A categorical imperative?

(Die deutsche Version dieses Artikels ist hier .) This is the third in a short series of blog entries in which …

  • Denny Vrandecic
  • 12. September 2013

(Die deutsche Version dieses Artikels ist hier.)

This is the third in a short series of blog entries in which I explain some of the design decisions for Wikidata. The first one was about restricting property values or properties, the second about veracity and verifiability. The essays represent my personal opinion, and are not to be understood as the official opinion of the Wikidata project.

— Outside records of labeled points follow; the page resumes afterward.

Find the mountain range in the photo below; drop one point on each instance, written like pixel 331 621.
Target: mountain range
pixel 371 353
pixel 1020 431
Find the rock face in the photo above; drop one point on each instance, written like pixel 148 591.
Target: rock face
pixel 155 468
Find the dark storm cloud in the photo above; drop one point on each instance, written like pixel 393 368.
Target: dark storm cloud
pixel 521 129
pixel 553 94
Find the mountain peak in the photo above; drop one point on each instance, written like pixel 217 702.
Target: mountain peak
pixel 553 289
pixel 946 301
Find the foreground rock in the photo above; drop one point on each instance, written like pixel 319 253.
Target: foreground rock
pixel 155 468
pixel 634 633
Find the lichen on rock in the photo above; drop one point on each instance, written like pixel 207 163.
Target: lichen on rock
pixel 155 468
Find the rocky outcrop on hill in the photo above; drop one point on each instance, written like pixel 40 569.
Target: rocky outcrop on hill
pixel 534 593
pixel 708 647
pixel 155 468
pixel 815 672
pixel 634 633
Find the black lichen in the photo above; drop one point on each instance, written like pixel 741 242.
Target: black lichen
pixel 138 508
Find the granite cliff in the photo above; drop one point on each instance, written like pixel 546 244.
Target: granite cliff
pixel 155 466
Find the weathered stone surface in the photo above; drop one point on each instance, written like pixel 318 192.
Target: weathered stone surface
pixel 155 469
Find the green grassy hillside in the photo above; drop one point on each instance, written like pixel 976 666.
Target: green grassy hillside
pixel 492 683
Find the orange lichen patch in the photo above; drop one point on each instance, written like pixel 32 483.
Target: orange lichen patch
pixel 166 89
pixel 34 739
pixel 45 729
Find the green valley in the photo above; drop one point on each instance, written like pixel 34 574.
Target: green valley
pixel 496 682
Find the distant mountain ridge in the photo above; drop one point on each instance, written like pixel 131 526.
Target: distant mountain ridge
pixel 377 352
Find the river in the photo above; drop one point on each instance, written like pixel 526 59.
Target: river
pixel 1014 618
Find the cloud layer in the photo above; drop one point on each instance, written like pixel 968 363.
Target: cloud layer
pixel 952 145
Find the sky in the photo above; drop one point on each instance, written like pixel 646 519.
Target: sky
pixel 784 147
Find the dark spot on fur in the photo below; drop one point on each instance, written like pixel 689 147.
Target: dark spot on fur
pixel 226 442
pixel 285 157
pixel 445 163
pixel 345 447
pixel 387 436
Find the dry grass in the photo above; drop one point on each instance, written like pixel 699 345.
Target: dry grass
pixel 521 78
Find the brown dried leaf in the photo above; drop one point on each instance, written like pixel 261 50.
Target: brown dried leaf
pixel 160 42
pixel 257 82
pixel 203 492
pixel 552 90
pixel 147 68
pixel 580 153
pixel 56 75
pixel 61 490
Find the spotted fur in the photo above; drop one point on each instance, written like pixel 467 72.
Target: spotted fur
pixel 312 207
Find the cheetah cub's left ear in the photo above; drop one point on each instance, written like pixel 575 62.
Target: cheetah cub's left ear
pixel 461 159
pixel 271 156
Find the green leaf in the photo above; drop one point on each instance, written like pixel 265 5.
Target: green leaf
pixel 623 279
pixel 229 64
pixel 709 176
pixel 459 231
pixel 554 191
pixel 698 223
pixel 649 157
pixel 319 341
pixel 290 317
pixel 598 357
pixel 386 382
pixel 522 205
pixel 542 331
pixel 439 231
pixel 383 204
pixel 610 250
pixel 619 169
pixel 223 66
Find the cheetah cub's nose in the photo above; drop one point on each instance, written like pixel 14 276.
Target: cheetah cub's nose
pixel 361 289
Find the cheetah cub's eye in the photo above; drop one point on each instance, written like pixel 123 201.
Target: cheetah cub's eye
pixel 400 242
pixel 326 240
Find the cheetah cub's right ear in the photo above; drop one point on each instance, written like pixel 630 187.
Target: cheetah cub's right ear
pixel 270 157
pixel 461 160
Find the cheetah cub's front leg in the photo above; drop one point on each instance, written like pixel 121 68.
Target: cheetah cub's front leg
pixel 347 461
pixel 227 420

At first a name people doing knowledge representation care very, very strongly about: Barbara. Introduced about 2500 years ago by Aristotle (Teacher to Alexander the Great, who had conquered the known world and beyond by the age of 33. School and awesome teachers do matter!) and named a millennium later by my favorite philosopher, Boethius. (Seriously, this guy is awesome. He had everything you could have hoped for back in that time, and he lost it all. Read his bio. He had both his sons made consuls of the mightiest empire of the world, and then suddenly he got his riches taken, family members executed, and was awaiting his own execution in exile in a prison. Instead of lamenting, he sat down and wrote a book about what really is important in life. Read his Consolation of Philosophy. It remained on the bestselling list for a few centuries, not without a reason. Kings copied it by hand!) Barbara is part of the logical foundation of anything that has to do with classes. You might know classes as types, categories, genera, or anything else that is somehow taxonomical. Barbara is a type of syllogisms, thus a rule for correct reasoning. Modus Barbara states that if all A are B and all B are C, well then also all A are C. As an example: If we know that all billionaires are human, and we know that all humans are mortal, bang, all billionaires are mortal, too.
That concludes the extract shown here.